By fortune, I later encountered Saura’s most recent film, Goya. Francisco Goya, Spain’s immortal painter, was once court artist to King Charles IV. A mysterious illness left him deaf, but from that silence came his most radical transformation. Close to the Spanish aristocracy, intimate with the Duchess of Alba (his model for the famed Clothed Maja), Goya witnessed from within the rot of monarchy. When the Duchess was murdered and court intrigues spiraled into bloodshed, Goya was banished. Across Spain, political chaos reigned. In exile at Bordeaux, he narrated this darkened history to his daughter Rosario, recording through his canvases the nightmare of a ruined age.
 
An artist’s inner vision finds form in his art, laying bare the diseased soul of his time. Goya’s followers would often ask, “Why are your works always filled with sorrow?” His answer was disarming: “Because my life has shown me only the cries of suffering humanity.” He could not paint in daylight—pain revealed its colors only in the night. Sleepless, haunted by nightmares, he would rise with brush in hand, and craft epics of despair.
 
Saura’s choice of subject is extraordinary.
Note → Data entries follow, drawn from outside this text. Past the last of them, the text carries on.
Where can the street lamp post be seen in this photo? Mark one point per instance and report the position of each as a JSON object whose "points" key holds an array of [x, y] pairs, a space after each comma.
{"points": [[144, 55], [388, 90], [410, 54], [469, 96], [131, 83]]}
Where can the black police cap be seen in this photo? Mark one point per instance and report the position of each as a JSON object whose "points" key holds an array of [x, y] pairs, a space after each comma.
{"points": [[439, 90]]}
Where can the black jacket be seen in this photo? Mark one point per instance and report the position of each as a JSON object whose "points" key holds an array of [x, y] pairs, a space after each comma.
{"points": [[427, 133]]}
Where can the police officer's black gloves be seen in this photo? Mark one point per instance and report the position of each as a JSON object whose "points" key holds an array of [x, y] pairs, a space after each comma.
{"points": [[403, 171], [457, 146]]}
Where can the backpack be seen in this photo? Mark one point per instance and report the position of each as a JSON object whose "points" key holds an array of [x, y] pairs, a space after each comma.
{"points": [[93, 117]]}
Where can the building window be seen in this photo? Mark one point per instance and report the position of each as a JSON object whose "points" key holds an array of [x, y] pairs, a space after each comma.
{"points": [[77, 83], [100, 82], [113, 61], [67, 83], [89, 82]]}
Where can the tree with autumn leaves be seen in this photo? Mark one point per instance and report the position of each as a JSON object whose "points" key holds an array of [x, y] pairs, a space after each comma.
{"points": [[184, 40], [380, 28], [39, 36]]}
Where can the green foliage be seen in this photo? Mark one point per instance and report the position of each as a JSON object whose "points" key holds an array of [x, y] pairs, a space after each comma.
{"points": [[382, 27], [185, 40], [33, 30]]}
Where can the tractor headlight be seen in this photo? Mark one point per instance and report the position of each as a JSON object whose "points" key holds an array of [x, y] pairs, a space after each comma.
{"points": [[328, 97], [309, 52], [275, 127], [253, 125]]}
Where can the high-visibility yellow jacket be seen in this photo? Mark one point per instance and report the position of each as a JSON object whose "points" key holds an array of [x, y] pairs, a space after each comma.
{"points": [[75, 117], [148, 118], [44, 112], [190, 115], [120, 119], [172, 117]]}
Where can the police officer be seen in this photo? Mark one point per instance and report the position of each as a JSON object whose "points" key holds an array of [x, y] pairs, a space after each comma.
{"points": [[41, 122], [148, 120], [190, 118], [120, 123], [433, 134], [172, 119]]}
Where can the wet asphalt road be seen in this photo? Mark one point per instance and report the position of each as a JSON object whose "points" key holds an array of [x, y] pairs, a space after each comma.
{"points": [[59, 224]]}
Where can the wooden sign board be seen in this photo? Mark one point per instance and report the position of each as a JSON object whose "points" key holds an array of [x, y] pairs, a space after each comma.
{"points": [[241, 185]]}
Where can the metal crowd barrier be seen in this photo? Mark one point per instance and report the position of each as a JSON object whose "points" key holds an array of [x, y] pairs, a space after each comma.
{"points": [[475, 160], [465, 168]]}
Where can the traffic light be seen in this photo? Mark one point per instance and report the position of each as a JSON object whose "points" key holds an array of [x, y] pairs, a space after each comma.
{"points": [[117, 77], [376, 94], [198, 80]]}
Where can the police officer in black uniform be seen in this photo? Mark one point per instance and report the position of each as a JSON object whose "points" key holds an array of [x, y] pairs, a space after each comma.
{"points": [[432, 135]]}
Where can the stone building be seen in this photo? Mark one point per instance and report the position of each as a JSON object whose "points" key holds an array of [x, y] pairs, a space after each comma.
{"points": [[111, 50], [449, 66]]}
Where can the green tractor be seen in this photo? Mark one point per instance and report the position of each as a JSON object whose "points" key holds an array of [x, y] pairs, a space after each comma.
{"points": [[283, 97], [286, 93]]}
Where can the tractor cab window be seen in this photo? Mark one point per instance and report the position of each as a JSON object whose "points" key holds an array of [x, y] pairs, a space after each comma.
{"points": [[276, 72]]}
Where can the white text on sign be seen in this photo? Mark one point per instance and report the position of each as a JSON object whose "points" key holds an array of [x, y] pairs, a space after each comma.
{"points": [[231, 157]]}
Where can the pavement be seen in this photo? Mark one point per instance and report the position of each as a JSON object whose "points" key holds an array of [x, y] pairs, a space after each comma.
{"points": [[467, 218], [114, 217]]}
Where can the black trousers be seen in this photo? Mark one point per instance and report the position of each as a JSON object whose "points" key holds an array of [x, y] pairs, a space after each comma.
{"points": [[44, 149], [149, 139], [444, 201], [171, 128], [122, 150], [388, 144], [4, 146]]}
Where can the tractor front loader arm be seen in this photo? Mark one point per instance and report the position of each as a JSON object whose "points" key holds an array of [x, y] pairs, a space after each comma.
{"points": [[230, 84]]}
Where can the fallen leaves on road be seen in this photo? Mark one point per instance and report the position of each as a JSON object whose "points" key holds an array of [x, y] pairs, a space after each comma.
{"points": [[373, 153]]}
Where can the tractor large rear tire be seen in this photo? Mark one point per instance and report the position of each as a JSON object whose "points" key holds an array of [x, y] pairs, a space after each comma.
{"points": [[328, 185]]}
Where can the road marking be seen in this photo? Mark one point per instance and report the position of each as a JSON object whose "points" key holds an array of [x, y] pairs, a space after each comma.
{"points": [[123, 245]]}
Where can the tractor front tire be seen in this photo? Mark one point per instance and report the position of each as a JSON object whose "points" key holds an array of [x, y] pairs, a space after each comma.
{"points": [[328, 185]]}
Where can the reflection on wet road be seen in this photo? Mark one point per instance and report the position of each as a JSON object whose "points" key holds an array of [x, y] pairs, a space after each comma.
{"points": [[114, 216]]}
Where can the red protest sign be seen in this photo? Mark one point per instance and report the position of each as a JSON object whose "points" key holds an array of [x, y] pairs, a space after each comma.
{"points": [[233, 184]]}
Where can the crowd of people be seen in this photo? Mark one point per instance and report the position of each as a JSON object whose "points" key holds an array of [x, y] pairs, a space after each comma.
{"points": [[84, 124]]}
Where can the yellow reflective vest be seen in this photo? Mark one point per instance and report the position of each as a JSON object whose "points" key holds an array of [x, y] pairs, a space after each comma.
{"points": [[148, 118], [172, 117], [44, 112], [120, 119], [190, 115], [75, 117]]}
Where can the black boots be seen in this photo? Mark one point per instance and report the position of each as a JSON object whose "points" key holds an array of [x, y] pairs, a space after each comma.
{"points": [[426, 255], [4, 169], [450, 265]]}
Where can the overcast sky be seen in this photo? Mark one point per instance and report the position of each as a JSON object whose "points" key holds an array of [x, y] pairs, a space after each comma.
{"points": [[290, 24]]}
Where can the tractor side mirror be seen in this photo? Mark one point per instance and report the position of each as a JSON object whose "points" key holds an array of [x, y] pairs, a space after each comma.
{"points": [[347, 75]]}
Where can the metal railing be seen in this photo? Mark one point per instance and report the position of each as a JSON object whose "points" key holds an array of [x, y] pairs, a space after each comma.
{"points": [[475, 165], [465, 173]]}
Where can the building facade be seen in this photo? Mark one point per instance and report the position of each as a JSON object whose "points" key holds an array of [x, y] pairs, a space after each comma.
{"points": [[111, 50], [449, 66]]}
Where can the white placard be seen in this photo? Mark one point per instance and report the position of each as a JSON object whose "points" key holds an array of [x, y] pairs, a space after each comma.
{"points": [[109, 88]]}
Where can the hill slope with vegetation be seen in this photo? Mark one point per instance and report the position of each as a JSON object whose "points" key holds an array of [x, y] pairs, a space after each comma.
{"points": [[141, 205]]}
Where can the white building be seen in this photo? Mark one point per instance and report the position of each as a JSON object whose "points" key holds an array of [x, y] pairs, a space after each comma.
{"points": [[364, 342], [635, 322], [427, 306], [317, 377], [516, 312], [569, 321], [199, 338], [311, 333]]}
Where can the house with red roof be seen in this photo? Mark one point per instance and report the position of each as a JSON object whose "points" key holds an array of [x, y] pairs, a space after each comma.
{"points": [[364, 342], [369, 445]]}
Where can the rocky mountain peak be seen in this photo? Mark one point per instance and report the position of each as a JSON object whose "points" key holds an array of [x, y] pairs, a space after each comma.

In both Tango and Goya, he masterfully intertwines the individual with the collective. He transforms the private agony of one human being into the testimony of a whole society. His protagonists are deeply enmeshed in the structures of their times, reflecting and evaluating them. Rarely has cinema witnessed such immersion in the collective consciousness. Saura, therefore, does not merely tell stories. He builds unforgettable visions where the solitary flame of personal grief becomes the blazing torch of history itself.